The editor of PasadenaNow, a local news and information website has decided to expand the site’s news coverage by hiring two reporters. Right now the site is basically populated with press releases and event listings, so this is good news, right?
But the thing is, PasadenaNow has a small budget, so the site can’t really afford to hire California-based full time journalists. So editor James Macpherson went out and hired two reporters in India to cover local City Council sessions (which can be viewed over the internet), and other area news.
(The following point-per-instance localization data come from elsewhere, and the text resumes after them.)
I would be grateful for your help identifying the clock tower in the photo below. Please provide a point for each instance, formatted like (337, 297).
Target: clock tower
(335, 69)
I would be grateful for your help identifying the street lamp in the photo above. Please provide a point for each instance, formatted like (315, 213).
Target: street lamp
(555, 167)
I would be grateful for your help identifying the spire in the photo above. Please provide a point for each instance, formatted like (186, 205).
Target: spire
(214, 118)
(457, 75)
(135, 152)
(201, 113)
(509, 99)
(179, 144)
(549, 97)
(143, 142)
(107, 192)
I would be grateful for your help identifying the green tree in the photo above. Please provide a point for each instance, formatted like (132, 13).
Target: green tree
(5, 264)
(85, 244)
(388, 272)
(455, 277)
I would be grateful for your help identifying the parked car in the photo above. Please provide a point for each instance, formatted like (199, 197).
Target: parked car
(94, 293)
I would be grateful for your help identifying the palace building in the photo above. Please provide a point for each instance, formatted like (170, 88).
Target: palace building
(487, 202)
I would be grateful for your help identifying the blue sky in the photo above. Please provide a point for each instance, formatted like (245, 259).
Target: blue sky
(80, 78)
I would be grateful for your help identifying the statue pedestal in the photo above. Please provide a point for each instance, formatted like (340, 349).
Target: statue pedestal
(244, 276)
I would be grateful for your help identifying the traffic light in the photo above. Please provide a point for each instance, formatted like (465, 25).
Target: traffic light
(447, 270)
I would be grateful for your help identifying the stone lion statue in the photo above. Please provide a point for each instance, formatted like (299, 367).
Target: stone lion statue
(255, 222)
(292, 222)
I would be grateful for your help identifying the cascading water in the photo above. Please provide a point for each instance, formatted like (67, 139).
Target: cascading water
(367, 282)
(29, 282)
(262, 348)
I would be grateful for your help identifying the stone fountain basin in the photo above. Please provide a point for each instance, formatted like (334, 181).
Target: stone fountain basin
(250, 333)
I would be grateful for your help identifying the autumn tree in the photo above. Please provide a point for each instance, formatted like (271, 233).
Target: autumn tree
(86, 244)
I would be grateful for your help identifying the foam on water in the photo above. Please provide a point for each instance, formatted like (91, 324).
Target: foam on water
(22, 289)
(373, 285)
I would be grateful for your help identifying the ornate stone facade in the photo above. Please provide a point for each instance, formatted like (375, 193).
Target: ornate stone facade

It’ll cost Macpherson less than $21,000 per year to hire the Indian journalists, which is much less than what a single American reporter would charge, but a pretty decent salary for someone living in India. The story’s gained some attention from journalism bloggers, and rightly so. It raises some interesting questions:
- How can someone half a world away get the pulse of a community?
- Sure, they can observe City Council meetings and some news conferences, but they can’t ask follow-up questions.
- Sure, lots of local journalists spend more time doing phone interviews than talking to people in person, but there’s always the option of going out on the street to do interviews or visiting sites to get a sense of what’s going on.
In other words, there’s no chance that a reporter in India is going to be able to do as good a job on Pasadena stories as a local reporter when it comes to feature reports or investigative journalism. But for quick turnaround spot news stories? Maybe.
Because here’s the thing. In this particular instance, it’s not a choice between hiring local reporters or outsourcing the job. It’s a question of having journalists or press releases. The reporters Macphearson’s hired are both trained journalists who are just as capable as anyone else. They’re just at a disadvantage because of their location.
I’d hate to see large news organizations begin to lay reporters off and hire offshore workers. But if the practice gives sites like PasadenaNow a chance to have some quality journalism for the first time, it’s probably a good thing.
Lost Remote has an interesting look at the implications of offshoring. The basic argument is that within a few years, every news organization will start to develop partnerships with firms in India. And while the reporting will probably still be done mostly in-house, those news institutions will be able to outsource work that isn’t place-dependent, such as video editing, moderating and editing user submissions and user feedback, and repurposing news content for alternative distribution to the web, PDAs, cellphones etc.